Whatever you call him, Chester would just as soon you don't come calling at the West Bank encampment that he's called home for at least the past 14 years.
But Chester's world is about to change. A new bike trail that's expected to draw hundreds of riders daily is being built just feet from this urban squatter's domain. A city rehab is scheduled for the bridge overhead that keeps the rain and prying eyes from his shed, his abandoned vehicles and the folk art that decorates his compound.
Yet Chester lived there through most of the nearby Interstate 35W bridge reconstruction, and steadfastly refuses to live anywhere that involves dealing with a landlord. He's an outlier as the number of Minneapolitans living outside declines in response to concentrated efforts to end homelessness.
Chester and his companion, Marcia, survive partly on government benefits, partly by their wits, and partly because local residents and politicos keep an eye out for them.
Zev Radziwill, who lives in a condo next to Chester, remembers spotting him on the nearby University of Minnesota campus as far back as the early 1990s. Chester cuts a memorable profile, adorned one recent afternoon in his signature battered top hat with a seam split open, a dusty black velvet smoking jacket, turned-up black jeans and incongruous brown wing tips.
"He's been here longer than most of us," Radziwill said. Condo residents and others who know him say Chester keeps other vagrants from setting up camp in the bluff-top park, and chases away anyone who might be messing with parked cars.

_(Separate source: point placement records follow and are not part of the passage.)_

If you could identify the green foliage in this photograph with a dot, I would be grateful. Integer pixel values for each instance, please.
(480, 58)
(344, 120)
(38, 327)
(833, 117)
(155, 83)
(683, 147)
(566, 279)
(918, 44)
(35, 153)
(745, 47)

At 62 with a bad hip, Chester is hardly an imposing figure. "That makes me vintage," he said one recent spring afternoon. He survives on less than $400 a month from General Assistance and food stamps, plus whatever Marcia collects in tips playing the fiddle at venues like the Stone Arch Bridge. A good share of that goes to buy food for the offspring of a feral cat who chose his encampment as a place to have her litter.